C'est une vraie question, car une telle évolution serait une rupture conceptuelle profonde. Jusqu'à présent, on a privilégié une approche collective de la prévention et de la traçabilité des risques professionnels. Aujourd'hui, sans vraiment le formuler, nous sommes en train de demander un suivi individuel. Ce qui est tout à fait justifié et justifiable, le problème n'est pas là.
Le problème est qu'il s'agit d'une rupture conceptuelle dans les rapports sociaux au sein de l'entreprise. La primauté de la prévention collective sur la prévention individuelle est depuis toujours le dogme. Cette évolution est en partie justifiée par la modification de la nature des contrats de travail. Le fichier des contrats courts et des intérimaires participent de cette révolution culturelle.
Le seul moyen d'assurer une traçabilité personnelle est d'affecter le support d'information à la personne. Actuellement, nous ne disposons que d'un support individuel : la carte Vitale, avec le dossier médical dit « partagé » – je vous rappelle que le conseil de l'ordre a interdit au médecin du travail l'accès au DMP…

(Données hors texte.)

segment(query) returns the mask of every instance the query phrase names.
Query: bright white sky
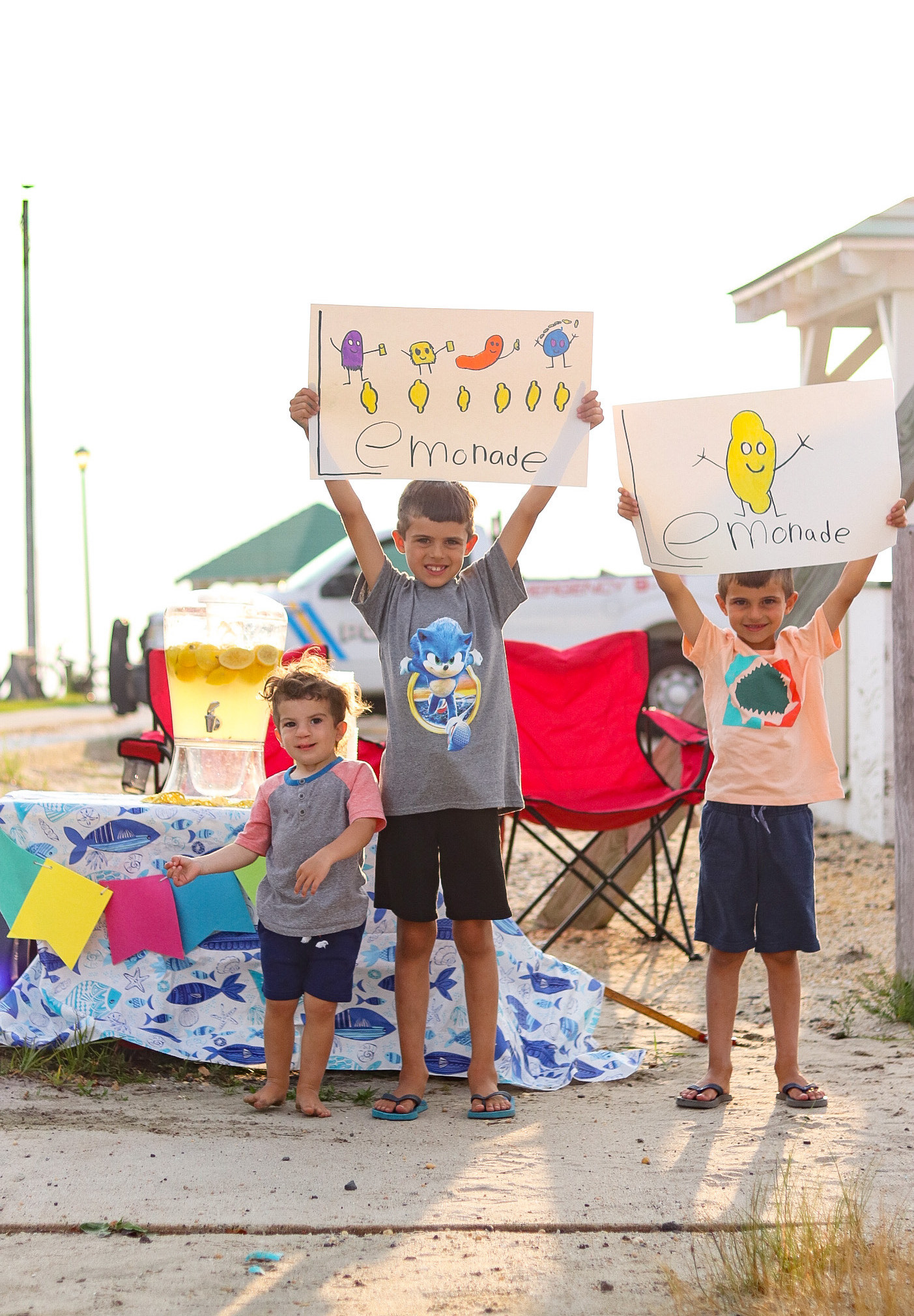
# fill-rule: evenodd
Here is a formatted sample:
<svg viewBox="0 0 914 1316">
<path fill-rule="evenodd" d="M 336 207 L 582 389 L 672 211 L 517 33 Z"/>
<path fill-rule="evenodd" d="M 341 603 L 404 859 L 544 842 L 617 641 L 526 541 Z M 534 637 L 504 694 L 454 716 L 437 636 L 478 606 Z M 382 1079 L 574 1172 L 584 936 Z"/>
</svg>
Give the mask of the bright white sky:
<svg viewBox="0 0 914 1316">
<path fill-rule="evenodd" d="M 797 330 L 736 325 L 727 291 L 914 192 L 913 28 L 884 0 L 5 5 L 0 674 L 25 642 L 21 183 L 39 649 L 85 653 L 83 443 L 107 662 L 113 617 L 138 636 L 176 576 L 326 500 L 287 411 L 312 301 L 593 309 L 606 407 L 796 386 Z M 613 449 L 609 418 L 527 575 L 640 569 Z M 379 525 L 398 490 L 362 482 Z M 485 525 L 519 496 L 475 492 Z"/>
</svg>

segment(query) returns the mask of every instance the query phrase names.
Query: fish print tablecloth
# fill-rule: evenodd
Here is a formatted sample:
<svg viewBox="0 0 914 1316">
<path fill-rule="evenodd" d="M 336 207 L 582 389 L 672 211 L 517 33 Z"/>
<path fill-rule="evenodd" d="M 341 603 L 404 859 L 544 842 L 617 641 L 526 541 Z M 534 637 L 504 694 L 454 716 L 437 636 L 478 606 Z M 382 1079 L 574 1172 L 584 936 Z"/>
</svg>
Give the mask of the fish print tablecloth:
<svg viewBox="0 0 914 1316">
<path fill-rule="evenodd" d="M 205 854 L 234 840 L 247 809 L 139 804 L 134 796 L 16 791 L 0 799 L 0 828 L 38 858 L 93 880 L 164 873 L 176 853 Z M 373 888 L 375 845 L 366 851 Z M 439 895 L 439 903 L 442 898 Z M 450 919 L 431 955 L 426 1062 L 459 1076 L 469 1059 L 463 970 Z M 597 1050 L 602 983 L 539 951 L 512 919 L 494 924 L 500 1001 L 496 1067 L 505 1083 L 564 1087 L 627 1078 L 644 1053 Z M 66 1045 L 75 1030 L 120 1037 L 200 1062 L 260 1065 L 263 976 L 256 936 L 217 933 L 181 959 L 141 951 L 113 965 L 104 915 L 71 971 L 50 946 L 0 1000 L 0 1042 Z M 337 1015 L 330 1069 L 400 1067 L 393 1005 L 396 919 L 370 908 L 352 1000 Z M 299 1029 L 301 1020 L 299 1021 Z M 297 1038 L 296 1038 L 297 1046 Z"/>
</svg>

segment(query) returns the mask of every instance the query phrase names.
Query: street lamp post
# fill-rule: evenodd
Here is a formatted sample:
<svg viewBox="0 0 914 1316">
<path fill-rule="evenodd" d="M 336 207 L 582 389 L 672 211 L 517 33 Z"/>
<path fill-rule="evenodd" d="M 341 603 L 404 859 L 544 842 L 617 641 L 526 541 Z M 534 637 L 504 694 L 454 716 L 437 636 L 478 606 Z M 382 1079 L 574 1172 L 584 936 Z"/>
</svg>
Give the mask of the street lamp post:
<svg viewBox="0 0 914 1316">
<path fill-rule="evenodd" d="M 89 462 L 88 447 L 78 447 L 76 451 L 74 453 L 74 457 L 79 463 L 79 480 L 83 495 L 83 574 L 85 576 L 85 640 L 89 650 L 88 680 L 91 688 L 92 676 L 95 674 L 95 650 L 92 647 L 92 601 L 89 596 L 89 534 L 85 519 L 85 467 L 88 466 Z"/>
</svg>

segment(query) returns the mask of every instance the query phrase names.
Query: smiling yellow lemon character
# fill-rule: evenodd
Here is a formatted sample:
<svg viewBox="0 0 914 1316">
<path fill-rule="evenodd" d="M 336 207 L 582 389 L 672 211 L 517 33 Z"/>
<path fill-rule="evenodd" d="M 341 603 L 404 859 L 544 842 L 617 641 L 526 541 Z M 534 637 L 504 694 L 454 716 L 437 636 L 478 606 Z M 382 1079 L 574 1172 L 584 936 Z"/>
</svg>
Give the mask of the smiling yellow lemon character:
<svg viewBox="0 0 914 1316">
<path fill-rule="evenodd" d="M 739 412 L 730 424 L 727 479 L 738 499 L 754 512 L 771 507 L 771 482 L 775 479 L 775 440 L 756 412 Z"/>
</svg>

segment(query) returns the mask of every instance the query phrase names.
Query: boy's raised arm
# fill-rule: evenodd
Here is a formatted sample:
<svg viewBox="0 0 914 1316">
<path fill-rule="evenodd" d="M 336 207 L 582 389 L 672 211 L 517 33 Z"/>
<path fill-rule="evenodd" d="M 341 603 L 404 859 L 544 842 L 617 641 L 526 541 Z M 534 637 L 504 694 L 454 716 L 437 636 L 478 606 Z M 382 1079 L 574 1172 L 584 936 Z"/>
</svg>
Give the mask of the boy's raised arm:
<svg viewBox="0 0 914 1316">
<path fill-rule="evenodd" d="M 634 521 L 640 515 L 634 495 L 629 494 L 625 488 L 619 488 L 618 513 L 626 521 Z M 654 579 L 667 595 L 667 600 L 673 609 L 673 616 L 679 621 L 683 634 L 693 645 L 705 622 L 705 613 L 696 603 L 694 595 L 685 580 L 672 571 L 654 571 Z"/>
<path fill-rule="evenodd" d="M 308 433 L 308 421 L 317 416 L 318 401 L 313 388 L 300 388 L 289 403 L 289 416 Z M 327 494 L 346 526 L 349 541 L 355 549 L 359 566 L 370 590 L 375 588 L 377 576 L 384 567 L 384 549 L 375 528 L 366 516 L 358 494 L 349 480 L 325 480 Z"/>
<path fill-rule="evenodd" d="M 900 497 L 897 503 L 893 503 L 889 508 L 885 524 L 890 525 L 896 530 L 902 530 L 907 525 L 907 516 L 905 515 L 906 505 L 907 504 L 903 497 Z M 855 562 L 847 563 L 840 574 L 838 584 L 822 604 L 825 620 L 829 622 L 829 630 L 838 630 L 844 620 L 847 609 L 867 583 L 867 576 L 873 570 L 876 558 L 872 557 L 857 558 Z"/>
<path fill-rule="evenodd" d="M 590 429 L 602 421 L 604 412 L 600 405 L 596 388 L 592 388 L 589 393 L 584 393 L 581 397 L 581 405 L 577 408 L 577 416 L 580 420 L 589 421 Z M 508 517 L 508 524 L 498 536 L 498 544 L 501 545 L 502 553 L 508 558 L 509 567 L 514 567 L 517 565 L 521 549 L 530 538 L 530 532 L 537 524 L 537 517 L 554 494 L 555 486 L 531 484 L 512 515 Z"/>
</svg>

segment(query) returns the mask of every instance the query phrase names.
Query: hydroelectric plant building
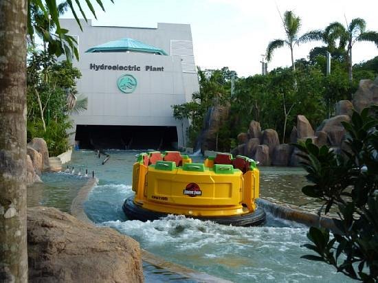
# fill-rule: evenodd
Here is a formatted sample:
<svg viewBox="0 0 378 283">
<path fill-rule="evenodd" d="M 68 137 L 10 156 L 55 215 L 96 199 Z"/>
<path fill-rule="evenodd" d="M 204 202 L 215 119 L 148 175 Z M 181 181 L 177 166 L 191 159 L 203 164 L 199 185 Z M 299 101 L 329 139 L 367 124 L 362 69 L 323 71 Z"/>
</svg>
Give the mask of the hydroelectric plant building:
<svg viewBox="0 0 378 283">
<path fill-rule="evenodd" d="M 62 19 L 78 41 L 78 91 L 88 109 L 71 115 L 81 148 L 170 148 L 186 146 L 188 121 L 171 107 L 199 91 L 190 25 L 157 28 L 93 26 Z"/>
</svg>

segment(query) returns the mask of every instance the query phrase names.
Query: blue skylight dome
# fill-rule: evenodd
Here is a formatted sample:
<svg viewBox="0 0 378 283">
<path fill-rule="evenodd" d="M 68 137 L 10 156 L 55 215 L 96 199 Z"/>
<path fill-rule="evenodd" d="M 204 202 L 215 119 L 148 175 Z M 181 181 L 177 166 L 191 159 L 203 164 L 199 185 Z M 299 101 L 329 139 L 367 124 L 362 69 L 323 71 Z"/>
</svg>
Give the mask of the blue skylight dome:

Par ailleurs, il n'est pas possible de transmettre des informations dans un seul sens. Donner au seul médecin traitant les informations liées au travail ne servirait que la réparation, alors qu'un échange équitable aiderait l'entrepreneur dans sa prévention. Je ne sais pas qui prendrait la responsabilité politique de privilégier résolument la réparation tout en empêchant l'entrepreneur de se doter de l'outil nécessaire pour développer la prévention, dans son obligation de résultat et au regard de la faute inexcusable. Ce serait coupable et nous le dénoncerions.
On touche là à la question du fameux carnet de santé du travailleur qui, il faut bien le reconnaître, connaît quelques désavantages. Vous pensiez l'éviter en n'instaurant qu'un transfert à sens unique, mais n'oubliez pas qu'il existe, de l'autre côté, une responsabilité pénale.